‘Graham is a lovely writer and this is by far his best. The passage of time is beautifully handled, and the emergence of Ireland into the modern world is a joy to read… There’s a lovely kindness and a fundamental goodness at the heart of this book. A great read!’ RUSSELL T. DAVIES
‘A real page-turner, the kind of warmth and magical storytelling that puts me in mind of the late, great Maeve Binchy… a writer of real strength and talent.’ LORRAINE KELLY
‘[A] compelling, bighearted, emotionally precise page-turner.’ THE SUNDAY TIMES
‘Beautiful and heartbreaking.’ PANDORA SYKES
‘Graham Norton’s bestselling novel gives a warm and perceptive account of tragedy, self-discovery and forgiveness in a tightly knit community.’ THE DAILY MAIL
‘intelligent and tenderly observed’ THE TIMES
‘Full of heart and humanity and I loved every single page. What a storyteller!’ ELIZABETH DAY
‘a thoughtful examination of sexual identity, shame, and the impact of collective grief’ OBSERVER
‘Graham Norton’s new novel has me in floods… His gift for characterisation is positively Binchy-esque! Such nuance and warmth! It’s GORGEOUS’ MARIAN KEYES
‘I loved HOME STRETCH … one of those books that stays with you so long after you’ve finished it’ NIGELLA LAWSON
‘A subtle portrait of small-town Ireland; an unblinking study of shame & homophobia; a map of cultural shifts between 1980s & now; a kind, wise, perceptive novel by an author rich in these qualities.’ DAVID MITCHELL
‘Beautifully written. Fasten your seatbelts, it’s going to be a bumpy read. Utterly fantastic.’ LIZ NUGENT
‘Graham Norton’s examination of small-town Irish lives continues in his deeply moving third novel. He is a magnificent writer.’ JOHN BOYNE
‘[Graham Norton is a] king of the page turners… A total triumph’ ANNE GRIFFIN
‘What right has such a successful entertainer to write a novel as good as this?’ SUNDAY EXPRESS
Shame and longing can flow through generations, but the secrets of the heart will not be buried for ever.
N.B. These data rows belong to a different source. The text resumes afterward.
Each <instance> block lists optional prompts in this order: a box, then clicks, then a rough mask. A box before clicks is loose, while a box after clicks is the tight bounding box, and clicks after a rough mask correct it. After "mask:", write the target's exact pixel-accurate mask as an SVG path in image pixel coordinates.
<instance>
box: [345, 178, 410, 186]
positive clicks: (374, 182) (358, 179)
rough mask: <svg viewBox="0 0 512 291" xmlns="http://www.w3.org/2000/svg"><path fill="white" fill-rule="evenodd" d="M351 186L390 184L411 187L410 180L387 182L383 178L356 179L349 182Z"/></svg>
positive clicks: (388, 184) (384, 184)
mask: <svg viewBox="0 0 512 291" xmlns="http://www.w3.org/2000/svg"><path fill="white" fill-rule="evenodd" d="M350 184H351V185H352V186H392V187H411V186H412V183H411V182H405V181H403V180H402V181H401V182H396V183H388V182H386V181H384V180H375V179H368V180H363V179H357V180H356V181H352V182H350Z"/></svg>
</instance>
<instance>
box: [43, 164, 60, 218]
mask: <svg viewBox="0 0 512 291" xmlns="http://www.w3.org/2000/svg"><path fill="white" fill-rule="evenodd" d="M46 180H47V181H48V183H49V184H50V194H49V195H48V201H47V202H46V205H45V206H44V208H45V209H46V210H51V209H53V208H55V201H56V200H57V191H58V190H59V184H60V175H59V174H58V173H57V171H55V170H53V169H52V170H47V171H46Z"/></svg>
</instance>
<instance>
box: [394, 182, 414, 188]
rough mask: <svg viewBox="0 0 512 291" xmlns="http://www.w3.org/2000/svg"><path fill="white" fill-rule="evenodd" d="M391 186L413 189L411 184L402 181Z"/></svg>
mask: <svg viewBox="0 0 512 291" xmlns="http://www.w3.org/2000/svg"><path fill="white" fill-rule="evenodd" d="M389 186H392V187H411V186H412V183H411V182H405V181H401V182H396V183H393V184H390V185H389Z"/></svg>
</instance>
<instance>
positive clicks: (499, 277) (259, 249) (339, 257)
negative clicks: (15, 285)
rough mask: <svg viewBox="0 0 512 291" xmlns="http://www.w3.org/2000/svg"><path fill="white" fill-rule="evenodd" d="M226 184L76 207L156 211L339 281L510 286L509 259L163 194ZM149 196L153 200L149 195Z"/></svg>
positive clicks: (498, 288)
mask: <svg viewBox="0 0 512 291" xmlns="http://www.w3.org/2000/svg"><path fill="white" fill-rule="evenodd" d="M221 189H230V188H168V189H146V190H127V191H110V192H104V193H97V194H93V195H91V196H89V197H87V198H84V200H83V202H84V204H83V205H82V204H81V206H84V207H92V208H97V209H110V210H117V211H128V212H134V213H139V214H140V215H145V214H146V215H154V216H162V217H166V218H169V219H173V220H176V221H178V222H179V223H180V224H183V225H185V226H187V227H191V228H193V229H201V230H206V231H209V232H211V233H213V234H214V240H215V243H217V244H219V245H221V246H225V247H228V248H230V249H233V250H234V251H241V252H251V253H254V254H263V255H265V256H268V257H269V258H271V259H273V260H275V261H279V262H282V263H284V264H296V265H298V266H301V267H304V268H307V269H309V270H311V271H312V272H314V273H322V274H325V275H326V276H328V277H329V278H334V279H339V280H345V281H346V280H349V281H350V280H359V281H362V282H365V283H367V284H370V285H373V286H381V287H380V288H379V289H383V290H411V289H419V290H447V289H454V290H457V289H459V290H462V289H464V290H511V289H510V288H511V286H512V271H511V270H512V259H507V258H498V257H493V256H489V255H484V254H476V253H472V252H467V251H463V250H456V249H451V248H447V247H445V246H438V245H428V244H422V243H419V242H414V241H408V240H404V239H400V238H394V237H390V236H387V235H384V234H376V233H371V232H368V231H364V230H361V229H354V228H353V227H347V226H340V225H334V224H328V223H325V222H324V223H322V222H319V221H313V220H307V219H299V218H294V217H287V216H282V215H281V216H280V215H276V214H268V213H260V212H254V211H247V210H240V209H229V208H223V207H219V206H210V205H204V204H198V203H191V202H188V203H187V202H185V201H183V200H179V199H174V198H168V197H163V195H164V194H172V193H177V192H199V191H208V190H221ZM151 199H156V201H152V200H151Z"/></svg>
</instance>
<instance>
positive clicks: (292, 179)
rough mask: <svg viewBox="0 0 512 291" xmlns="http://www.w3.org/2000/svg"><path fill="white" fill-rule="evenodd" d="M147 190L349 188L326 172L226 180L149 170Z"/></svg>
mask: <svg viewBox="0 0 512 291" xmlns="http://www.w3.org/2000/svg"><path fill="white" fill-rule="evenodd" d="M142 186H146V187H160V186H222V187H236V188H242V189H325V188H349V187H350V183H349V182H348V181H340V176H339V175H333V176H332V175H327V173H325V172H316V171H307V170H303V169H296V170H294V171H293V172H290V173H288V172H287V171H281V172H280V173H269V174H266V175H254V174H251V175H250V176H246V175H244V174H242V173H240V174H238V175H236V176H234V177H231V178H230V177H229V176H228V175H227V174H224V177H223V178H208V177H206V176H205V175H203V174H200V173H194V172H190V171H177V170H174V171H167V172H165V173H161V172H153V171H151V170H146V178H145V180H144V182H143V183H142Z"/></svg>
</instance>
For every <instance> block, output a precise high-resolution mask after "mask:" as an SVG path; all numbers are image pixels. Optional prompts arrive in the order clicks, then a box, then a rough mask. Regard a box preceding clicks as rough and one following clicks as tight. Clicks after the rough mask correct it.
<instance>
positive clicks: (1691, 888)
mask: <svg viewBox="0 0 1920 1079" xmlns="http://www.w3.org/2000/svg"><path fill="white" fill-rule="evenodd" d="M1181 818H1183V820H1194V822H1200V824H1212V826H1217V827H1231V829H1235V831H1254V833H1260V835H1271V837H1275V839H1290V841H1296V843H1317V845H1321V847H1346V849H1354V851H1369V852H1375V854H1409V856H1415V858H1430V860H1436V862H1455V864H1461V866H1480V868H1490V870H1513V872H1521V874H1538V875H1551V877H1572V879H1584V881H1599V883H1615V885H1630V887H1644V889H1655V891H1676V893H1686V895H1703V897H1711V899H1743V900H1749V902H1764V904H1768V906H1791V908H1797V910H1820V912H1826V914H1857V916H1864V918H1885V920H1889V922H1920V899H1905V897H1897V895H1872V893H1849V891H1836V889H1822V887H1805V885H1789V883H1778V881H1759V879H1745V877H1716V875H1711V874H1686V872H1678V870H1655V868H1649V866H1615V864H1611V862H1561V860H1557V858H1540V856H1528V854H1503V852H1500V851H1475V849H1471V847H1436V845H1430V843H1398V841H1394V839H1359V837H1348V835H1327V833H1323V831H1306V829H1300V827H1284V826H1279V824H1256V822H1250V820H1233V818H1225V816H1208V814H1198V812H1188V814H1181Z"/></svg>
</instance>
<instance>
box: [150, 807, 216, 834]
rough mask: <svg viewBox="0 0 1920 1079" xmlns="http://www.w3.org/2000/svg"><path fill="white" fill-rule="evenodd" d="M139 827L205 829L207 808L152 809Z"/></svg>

It is 1987 and a small Irish community is preparing for a wedding. The day before the ceremony a group of young friends, including bride and groom, drive out to the beach. There is an accident. Three survive, but three are killed.
The lives of the families are shattered and the rifts between them are felt throughout the small town. Connor is one of the survivors. But staying among the angry and the mourning is almost as hard as living with the shame of having been the driver. He leaves the only place he knows for another life, taking his secrets with him. Travelling first to Liverpool, then London, he makes a home – of sorts – for himself in New York. The city provides shelter and possibility for the displaced, somewhere Connor can forget his past and forge a new life.
But the secrets, the unspoken longings and regrets that have come to haunt those left behind will not be silenced. And before long, Connor will have to confront his past.
Graham Norton’s powerful and timely novel of emigration and return demonstrates his keen understanding of the power of stigma and secrecy – with devastating results.